Sunday, July 02, 2023

Alvin Burstein (1931 – 2023)

 

A few days ago (on Tuesday, June 27th), I lost a friend—Alvin Burstein, who most people called “Al.” By the time I met Al, he was already retired from a long career as a clinical psychologist and educator. I met him in a different capacity when I joined a small, newly begun writing group on the Northshore of Lake Pontchartrain, across the lake from New Orleans. Al and his wife Sandra were early members of that group, which underwent quite a few changes before a hardcore cadre of stalwarts coalesced. Al, who was very much a man of literature, suggested we call our group Louisiana Inklings, after a much more famous group of writers, most notably including C. S. Lewis and J.R.R. Tolkien. Inklings met for many years, initially at a local library or occasionally a restaurant, and finally at Al and Sandra’s elegant home on the Northshore. (It continued in somewhat truncated form even after Covid hit.)

Al was a fan of sushi as well as literature, and he and I and Sandra met sometimes outside the group for raw fish, rice, and conversation. Al had written many academic and scholarly articles in his career (here is a link to his vita), but at this time in his life he’d stoked his fire for fiction. And he was a talented and precise wordsmith, but often a playful one, as witnessed by a story of his that I republished in an anthology I edited of the Inkling crew’s work—“The Crawfish Boil.”

Al was also astute at the critique work of the group. Although his often-blunt commentary occasionally left some hard feelings early on, his intent was never to cut but to clarify. His deeply analytical and probing mind, having been honed by years working as a clinical psychologist, sliced through the BS and centered on the heart of the matter—what was the story trying to say and was it successful at it.

Although Al and my writing styles could scarcely have been more different, we both appreciated and respected the other’s work. Al understood what I was trying to accomplish and why my characters were described as they were, and he often made inciteful comments that helped me clarify my thoughts. (He was also great at catching typos.)
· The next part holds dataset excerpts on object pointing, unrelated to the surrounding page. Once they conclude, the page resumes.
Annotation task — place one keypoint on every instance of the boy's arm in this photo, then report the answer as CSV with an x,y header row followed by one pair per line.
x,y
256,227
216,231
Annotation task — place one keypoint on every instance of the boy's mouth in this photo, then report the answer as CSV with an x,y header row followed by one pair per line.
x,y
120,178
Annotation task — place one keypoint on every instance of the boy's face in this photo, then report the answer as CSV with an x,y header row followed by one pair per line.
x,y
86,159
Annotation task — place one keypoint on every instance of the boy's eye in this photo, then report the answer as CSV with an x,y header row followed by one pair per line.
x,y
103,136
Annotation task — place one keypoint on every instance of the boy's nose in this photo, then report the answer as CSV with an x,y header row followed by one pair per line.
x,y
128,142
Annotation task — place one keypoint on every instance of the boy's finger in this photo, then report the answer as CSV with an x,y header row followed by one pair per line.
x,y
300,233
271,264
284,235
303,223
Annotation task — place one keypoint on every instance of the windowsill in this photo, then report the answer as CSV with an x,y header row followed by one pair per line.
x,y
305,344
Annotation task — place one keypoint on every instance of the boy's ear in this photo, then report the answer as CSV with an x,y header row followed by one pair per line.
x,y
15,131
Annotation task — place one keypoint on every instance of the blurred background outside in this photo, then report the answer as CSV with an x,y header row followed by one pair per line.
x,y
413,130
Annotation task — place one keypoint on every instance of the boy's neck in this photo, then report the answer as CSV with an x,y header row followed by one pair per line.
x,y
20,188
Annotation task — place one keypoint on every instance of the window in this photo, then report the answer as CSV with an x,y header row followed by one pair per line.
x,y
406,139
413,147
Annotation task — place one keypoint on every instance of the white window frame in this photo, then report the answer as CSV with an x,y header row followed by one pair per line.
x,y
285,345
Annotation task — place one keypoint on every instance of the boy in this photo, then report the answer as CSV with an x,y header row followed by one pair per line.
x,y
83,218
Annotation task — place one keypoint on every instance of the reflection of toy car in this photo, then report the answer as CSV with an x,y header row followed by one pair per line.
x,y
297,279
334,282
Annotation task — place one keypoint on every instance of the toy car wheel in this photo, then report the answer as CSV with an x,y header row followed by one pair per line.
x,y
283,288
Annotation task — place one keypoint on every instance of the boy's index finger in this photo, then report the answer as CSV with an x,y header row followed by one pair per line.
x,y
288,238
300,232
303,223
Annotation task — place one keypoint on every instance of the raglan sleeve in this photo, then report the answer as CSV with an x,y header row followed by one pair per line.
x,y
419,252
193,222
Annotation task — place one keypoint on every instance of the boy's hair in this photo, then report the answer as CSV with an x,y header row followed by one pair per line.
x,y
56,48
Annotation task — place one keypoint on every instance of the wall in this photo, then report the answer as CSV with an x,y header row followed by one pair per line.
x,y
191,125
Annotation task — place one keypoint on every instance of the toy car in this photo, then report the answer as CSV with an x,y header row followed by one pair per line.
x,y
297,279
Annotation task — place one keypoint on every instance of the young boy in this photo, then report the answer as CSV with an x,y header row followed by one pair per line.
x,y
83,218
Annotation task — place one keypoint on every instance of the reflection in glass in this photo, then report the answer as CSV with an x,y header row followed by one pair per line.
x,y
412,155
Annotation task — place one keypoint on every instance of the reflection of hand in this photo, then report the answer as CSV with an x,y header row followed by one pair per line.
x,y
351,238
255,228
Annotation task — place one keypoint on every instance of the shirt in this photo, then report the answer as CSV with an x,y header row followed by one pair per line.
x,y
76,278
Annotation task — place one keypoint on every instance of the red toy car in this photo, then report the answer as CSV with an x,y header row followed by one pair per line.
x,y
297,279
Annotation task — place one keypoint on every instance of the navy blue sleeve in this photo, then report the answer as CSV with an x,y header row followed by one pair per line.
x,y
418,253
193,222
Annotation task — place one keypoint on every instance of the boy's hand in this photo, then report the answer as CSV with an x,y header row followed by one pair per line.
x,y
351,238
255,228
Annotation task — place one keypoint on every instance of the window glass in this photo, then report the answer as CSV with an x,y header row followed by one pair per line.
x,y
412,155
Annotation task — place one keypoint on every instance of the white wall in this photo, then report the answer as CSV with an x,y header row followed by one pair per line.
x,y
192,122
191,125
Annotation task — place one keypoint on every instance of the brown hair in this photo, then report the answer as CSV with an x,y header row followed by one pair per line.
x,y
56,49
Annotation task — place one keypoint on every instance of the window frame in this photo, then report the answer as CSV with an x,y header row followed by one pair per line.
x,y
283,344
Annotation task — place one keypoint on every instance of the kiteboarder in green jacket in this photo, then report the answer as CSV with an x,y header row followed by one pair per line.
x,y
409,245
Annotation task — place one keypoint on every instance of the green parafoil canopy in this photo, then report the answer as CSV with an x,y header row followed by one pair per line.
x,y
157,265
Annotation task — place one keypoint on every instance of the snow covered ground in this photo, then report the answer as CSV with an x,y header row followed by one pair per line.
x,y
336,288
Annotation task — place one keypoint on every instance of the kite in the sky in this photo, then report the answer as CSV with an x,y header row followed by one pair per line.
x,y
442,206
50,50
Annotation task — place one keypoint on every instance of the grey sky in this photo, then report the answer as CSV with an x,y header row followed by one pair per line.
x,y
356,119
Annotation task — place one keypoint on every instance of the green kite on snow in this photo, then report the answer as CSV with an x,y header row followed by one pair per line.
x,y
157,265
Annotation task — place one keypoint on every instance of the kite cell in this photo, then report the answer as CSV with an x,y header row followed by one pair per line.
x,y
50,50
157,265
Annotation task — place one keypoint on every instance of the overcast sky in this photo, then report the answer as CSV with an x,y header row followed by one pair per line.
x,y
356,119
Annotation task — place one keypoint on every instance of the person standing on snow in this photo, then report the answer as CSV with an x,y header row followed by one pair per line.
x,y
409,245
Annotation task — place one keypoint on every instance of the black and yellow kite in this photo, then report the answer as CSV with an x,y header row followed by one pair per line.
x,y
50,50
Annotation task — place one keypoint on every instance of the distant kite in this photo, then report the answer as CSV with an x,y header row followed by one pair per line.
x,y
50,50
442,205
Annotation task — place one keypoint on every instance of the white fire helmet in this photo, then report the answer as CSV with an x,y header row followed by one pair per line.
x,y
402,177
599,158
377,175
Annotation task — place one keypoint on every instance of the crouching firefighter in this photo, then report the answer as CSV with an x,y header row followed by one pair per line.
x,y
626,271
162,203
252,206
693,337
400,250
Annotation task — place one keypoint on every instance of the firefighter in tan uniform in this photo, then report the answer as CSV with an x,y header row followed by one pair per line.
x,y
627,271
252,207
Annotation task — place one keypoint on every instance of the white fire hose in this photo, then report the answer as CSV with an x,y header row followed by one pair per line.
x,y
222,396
Al had quite a long life. His energy seldom faltered; his commitment to quality in his own work and in that of others never did. Al was also a Francophile and the picture above, taken by Sandra, shows him at the Academie Francaise in Paris. Perhaps the best sample of his literary style can be found in "The Owl," which was published in 2012. A delightful novella.  

Al Burstein was a fine man, a fine writer, and a wonderful friend. I’ll miss him.